When I read the header on this post I pictured someone's hen running around with a gang sign spray painted on it......


----------



## sisterpine

Geez folks, lighten up. We are talking here about a secretly leg banded private chicken in the middle of the country of freedom. Any alien could have done it as an experiment to see how free humans react to the mystery! Blessings, sis


----------



## MDKatie

Gee, as a government employee I'm surprised at the range of opinions of us. Some think we're stealthy enough to creep silently onto your property and randomly band 1 single chicken without so much as leaving a trace. Others think we couldn't possibly be smart enough to even know how to remove said leg band.


----------



## haypoint

MDKatie said:


> Gee, as a government employee I'm surprised at the range of opinions of us. Some think we're stealthy enough to creep silently onto your property and randomly band 1 single chicken without so much as leaving a trace. Others think we couldn't possibly be smart enough to even know how to remove said leg band.


Quickly, everyone, grab the pitch forks and torches. She's one of "them"!


----------



## SVCostanzo

I love reading these back-and-forth threads. I checked this one for probably the same reason the OP posted it - why would this happen? Is it common enough that it has actually happened to one/more other members? If so, should I be concerned if it happens to me? Sadly, no one knew the answer. While the comments range from helpful to harmful (in a feelings kind of way; not so much a bad advise kind of way, which is dangerous), we still have no answer, other than "no one knows". It is not common and the OP does not think it was a prank or her child or a neighbor. So I wonder if anyone has any ideas other than govt conspiracy, aliens, or bigfoot (but wouldn't he just eat it?)??


Some of the comments I found to be quite hilarious, as I read them in a smart-A way. Only I think some others didn't see the humor or could not brush off the comment. Remember if you are offended by someone on the internet, the worst way to get rid of them is to keep feeding them more comments. Yes, some people are out to be "snarky" on purpose to get a rise out of you, just as some actually think you are stupid, and some really are just kidding - at first. If you are easily offended, please hang a sign on your computer screen that says "Do Not Feed the (Internet) Trolls."

:lease do not be offended by this, I surely didn't mean YOU::
:thumb:


----------



## barnbilder

I know what I'm talking about. I worked for a government agency. Guess I kind of came away with a bad impression after they sent top ranking officials on an African Safari on the taxpayer's dime. 
That's just what they got caught doing. I'm sure there are some good people that work for the government, the ones that I met usually kept to themselves and tried to ignore what was going on around them. I guess that is the only way they could cope.

Within the scope of this post, it has been my experience that, when you get someone that is educated beyond their intelligence, with broad reaching directives, a tiny bit of authoriti and a state credit card, anything is possible.


----------



## gibbsgirl

Oh gosh barnbilder,

I wish there was someway to nominate posts for being recognised here. Cause, boy oh boy, I'd sure nominate what you just said for something good.

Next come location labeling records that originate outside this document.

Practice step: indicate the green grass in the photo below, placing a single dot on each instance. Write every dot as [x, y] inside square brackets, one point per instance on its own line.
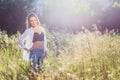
[82, 56]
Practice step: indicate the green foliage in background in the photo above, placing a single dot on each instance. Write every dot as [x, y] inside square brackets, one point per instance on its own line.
[83, 56]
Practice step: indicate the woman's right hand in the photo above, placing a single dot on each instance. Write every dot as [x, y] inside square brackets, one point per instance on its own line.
[26, 49]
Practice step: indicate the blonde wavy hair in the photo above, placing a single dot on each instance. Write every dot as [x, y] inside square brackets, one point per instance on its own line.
[28, 25]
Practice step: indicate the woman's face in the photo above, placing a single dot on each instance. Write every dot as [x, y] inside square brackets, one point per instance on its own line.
[33, 21]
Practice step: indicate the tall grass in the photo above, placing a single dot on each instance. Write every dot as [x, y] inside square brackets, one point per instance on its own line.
[82, 56]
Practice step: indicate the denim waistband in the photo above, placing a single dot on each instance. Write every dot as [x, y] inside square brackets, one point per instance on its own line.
[38, 49]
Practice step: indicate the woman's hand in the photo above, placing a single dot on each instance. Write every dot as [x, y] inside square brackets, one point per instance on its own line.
[46, 55]
[28, 49]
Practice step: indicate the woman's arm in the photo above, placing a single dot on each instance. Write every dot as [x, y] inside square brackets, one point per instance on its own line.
[21, 38]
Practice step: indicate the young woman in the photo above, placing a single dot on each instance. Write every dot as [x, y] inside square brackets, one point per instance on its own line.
[35, 45]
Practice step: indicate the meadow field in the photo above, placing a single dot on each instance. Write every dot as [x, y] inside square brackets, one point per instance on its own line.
[81, 56]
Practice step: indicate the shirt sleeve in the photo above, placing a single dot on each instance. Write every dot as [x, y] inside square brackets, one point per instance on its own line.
[21, 38]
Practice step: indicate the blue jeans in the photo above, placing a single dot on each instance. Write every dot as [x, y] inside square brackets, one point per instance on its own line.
[36, 59]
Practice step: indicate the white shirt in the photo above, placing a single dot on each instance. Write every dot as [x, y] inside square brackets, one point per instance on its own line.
[27, 36]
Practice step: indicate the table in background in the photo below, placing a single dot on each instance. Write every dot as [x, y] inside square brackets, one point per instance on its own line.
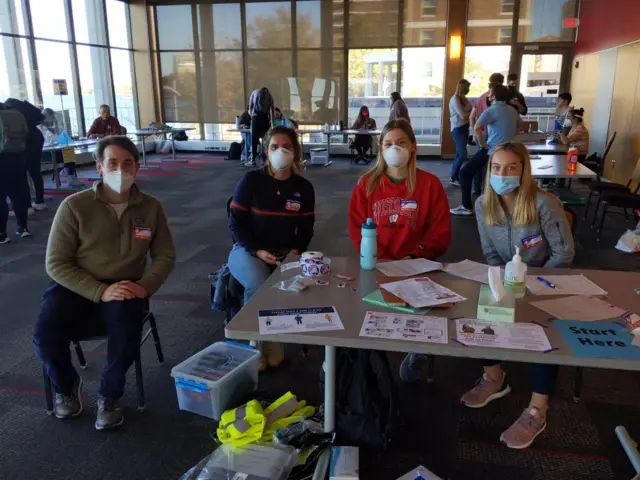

Well said. Well said indeed.


----------



## partndn

haypoint said:


> Jennifer guessed right in post #45, agreed to in #46, by Lady89, followed by a firm denial in post #48. Admission in #57.
> Didn't intend to be snarky. Just poking fun, seeing the humor, in all the conspiracy theorists. Life isn't this scary mystery filled with people out to get you, like some are prone to believe.
> Three pages of discussion over a generic chicken leg band and some find this important enough to get argumentative or express hurt feelings?





Dstrnad said:


> I don't get why you are being so snarky. The band got there somehow, most likely during a 4hr time when we were all gone that day. Most likely on my property. I'm not saying it is some evil conspiracy. Who would have any interest in my chickens? Of our 5 chickens it is sickly looking missing tail feathers, etc.
> 
> I think I figured out what happened. A month ago I was at TSC when a worker accidentally cut open a bag of leg bands. Unknowingly I stepped on one and it got stuck to my boot. When I came home it fell off in the yard. My daughter found it that morning and put it on the chicken as a bracelet before they left for the day, then as soon as she got home she went and got the chicken and ran to us to ask what it was as a joke. She was then to afraid to say she did it.
> 
> https://en.wikipedia.org/wiki/Occam's_razor





Bearfootfarm said:


> Actually, I got it way back in Post # 12
> 
> 
> 
> Pointing out reality isn't "snarky".
> 
> It's just trying to get folks to use common sense rather than jumping to wild conclusions


I might be wrong, but my impression of post 57 was not admission or solving the mystery. I think Dstrnad was being sarcastic in that tale.


----------



## MDKatie

barnbilder said:


> I know what I'm talking about. I worked for a government agency. Guess I kind of came away with a bad impression after they sent top ranking officials on an African Safari on the taxpayer's dime.
> That's just what they got caught doing. I'm sure there are some good people that work for the government, the ones that I met usually kept to themselves and tried to ignore what was going on around them. I guess that is the only way they could cope.
> 
> Within the scope of this post, it has been my experience that, when you get someone that is educated beyond their intelligence, with broad reaching directives, a tiny bit of authoriti and a state credit card, anything is possible.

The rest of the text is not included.